5 Variations of this objection include the following: That agents should not be open-minded about controversial ideas which they lack the expertise to assess (e.g. Levy), that our current world, filled as it is with fake news, lies, misleading claims and bullshit, is in fact epistemically hostile, and that they should not be open to any ideas that challenge their existing body of knowledge (e.g. Fantl). Although this objection against the truth-conduciveness of open-mindedness is often directed at those who construe intellectual virtues as having a success component, it can easily be modified and adapted to apply to those who do not. For instance, it can be presented as reasons as to why an epistemic agent should not think that open-mindedness is effective at attaining truth. In such a case, a truth-desiring person would not desire to be open-minded, as it would not reflect well on her intellectual character.

6 In light of the fact that gatekeeping privileges neither the opening nor the closing of the mind's gates, it should, following the vocabulary of open- and closed-mindedness, perhaps be described without the spatial qualifier, something like mindedness. In my view, such a term is too broad, and seems to suggest a general disposition to use one's mind (as opposed to being mindless). This is why I have chosen to call the virtue gatekeeping, which directs attention to the specific activity of deciding when and to what to open up the mind's gates.

7 There may be cases where virtuous open-mindedness and virtuous closed-mindedness differ in terms of their prescription as to whether or not an agent should consider an idea. As I will shortly argue, I doubt that any discernible dispositions can be extracted from these prescriptions to warrant a neat separation between virtuous open-mindedness and virtuous closed-mindedness. Given that the decision whether to open up the mind to consider certain ideas or to shut them is based on a myriad of contingent factors related to the agent's epistemic condition and environment, an insistence on any particular disposition will likely, in my view, turn out not to be conducive to the agent's epistemic goals.

8 As mentioned, virtuous open-mindedness is sometimes defended on the grounds that it prescribes an agent to consider ideas only under the right circumstances, and to do so with serious consideration. In light of the foregoing discussion, my contention is that taking this defense fully and seriously leads us to the consequence that virtuous open-mindedness amounts essentially to what I have been calling gatekeeping. This is because there are too many contingent factors to take into consideration in determining what the right circumstances are, so much so that no disposition can be discerned as distinctively open-minded in nature. This defense of virtuous open-mindedness is thus not mistaken but it does come at the cost of sacrificing what is supposedly distinct about open-mindedness. Incidentally, this observation that virtuous open-mindedness and virtuous closed-mindedness essentially boil down to mental gatekeeping can serve as an independent source to help clarify gatekeeping's nature and bolster its candidacy as an intellectual virtue.
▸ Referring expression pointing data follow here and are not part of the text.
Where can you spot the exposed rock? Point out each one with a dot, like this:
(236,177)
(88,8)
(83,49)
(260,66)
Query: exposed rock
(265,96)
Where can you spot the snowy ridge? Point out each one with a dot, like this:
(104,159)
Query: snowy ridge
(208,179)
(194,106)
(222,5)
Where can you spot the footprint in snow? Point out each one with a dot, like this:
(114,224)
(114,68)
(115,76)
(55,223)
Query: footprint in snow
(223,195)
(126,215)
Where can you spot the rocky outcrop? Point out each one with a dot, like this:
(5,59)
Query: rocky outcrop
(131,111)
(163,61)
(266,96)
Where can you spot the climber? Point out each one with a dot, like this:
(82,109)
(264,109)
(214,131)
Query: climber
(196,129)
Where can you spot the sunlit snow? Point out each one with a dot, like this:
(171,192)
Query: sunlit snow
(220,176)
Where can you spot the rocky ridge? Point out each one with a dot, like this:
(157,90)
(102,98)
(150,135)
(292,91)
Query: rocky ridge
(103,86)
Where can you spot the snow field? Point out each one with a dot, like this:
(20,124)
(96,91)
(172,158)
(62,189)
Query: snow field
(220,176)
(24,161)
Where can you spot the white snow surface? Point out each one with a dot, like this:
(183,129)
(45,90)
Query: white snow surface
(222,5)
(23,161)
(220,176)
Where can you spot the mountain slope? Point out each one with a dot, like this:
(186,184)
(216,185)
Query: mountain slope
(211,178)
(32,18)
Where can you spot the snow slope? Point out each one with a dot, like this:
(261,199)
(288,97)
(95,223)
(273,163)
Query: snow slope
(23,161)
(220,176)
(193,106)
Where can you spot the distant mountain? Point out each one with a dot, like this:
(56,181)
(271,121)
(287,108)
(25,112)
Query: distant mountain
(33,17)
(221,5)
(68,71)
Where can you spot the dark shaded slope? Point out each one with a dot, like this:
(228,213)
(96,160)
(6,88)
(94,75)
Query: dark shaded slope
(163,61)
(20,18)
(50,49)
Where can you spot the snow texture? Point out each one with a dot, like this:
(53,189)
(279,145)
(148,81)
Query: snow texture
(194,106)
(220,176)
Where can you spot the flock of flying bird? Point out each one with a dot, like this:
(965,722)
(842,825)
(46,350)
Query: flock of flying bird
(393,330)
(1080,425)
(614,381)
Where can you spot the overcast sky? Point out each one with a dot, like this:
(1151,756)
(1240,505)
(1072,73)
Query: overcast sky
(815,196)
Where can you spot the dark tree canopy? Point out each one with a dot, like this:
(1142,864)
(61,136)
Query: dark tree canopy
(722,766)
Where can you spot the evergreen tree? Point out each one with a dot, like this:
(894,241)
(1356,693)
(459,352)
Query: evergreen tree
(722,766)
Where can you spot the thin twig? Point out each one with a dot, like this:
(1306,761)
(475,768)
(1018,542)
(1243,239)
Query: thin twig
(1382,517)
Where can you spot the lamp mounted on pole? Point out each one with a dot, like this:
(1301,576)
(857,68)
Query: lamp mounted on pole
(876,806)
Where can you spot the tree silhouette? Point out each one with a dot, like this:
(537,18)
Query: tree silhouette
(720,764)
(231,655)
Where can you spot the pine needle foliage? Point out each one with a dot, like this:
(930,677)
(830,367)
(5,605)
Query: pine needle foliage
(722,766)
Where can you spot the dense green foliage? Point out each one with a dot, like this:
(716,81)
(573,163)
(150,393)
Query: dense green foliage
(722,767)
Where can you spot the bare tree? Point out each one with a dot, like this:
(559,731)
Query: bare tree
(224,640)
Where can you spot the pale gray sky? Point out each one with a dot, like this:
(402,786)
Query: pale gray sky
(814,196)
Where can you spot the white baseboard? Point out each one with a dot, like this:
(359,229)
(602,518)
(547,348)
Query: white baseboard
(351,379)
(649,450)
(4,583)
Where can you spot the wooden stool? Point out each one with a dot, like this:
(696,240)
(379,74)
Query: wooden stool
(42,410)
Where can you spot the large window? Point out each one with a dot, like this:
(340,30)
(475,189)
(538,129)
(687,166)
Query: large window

This is because some of the reasons one might have to think of open-mindedness as a candidate for virtue – its value, motivational component, affect dimension – can be extended to apply to mental gatekeeping. For example, suppose someone thinks that possessing open-mindedness as an intellectual virtue requires that the relevant intellectual activity be performed with pleasure. There is no reason to think that this claim about the affect dimension of open-mindedness cannot be applied to mental gatekeeping: To possess gatekeeping as an intellectual virtue, a person must take pleasure in minding the mind's gates (i.e. in opening and closing them in the pursuit of various epistemic goals). As another example, suppose someone thinks that open-mindedness contributes to overall personal worth or excellence because it is, say, a trait that a truth-desiring person would want to possess. Again, there is no reason why the same cannot be said about gatekeeping; indeed, if this paper's line of reasoning is correct, the person who desires truth should prefer it over open-mindedness.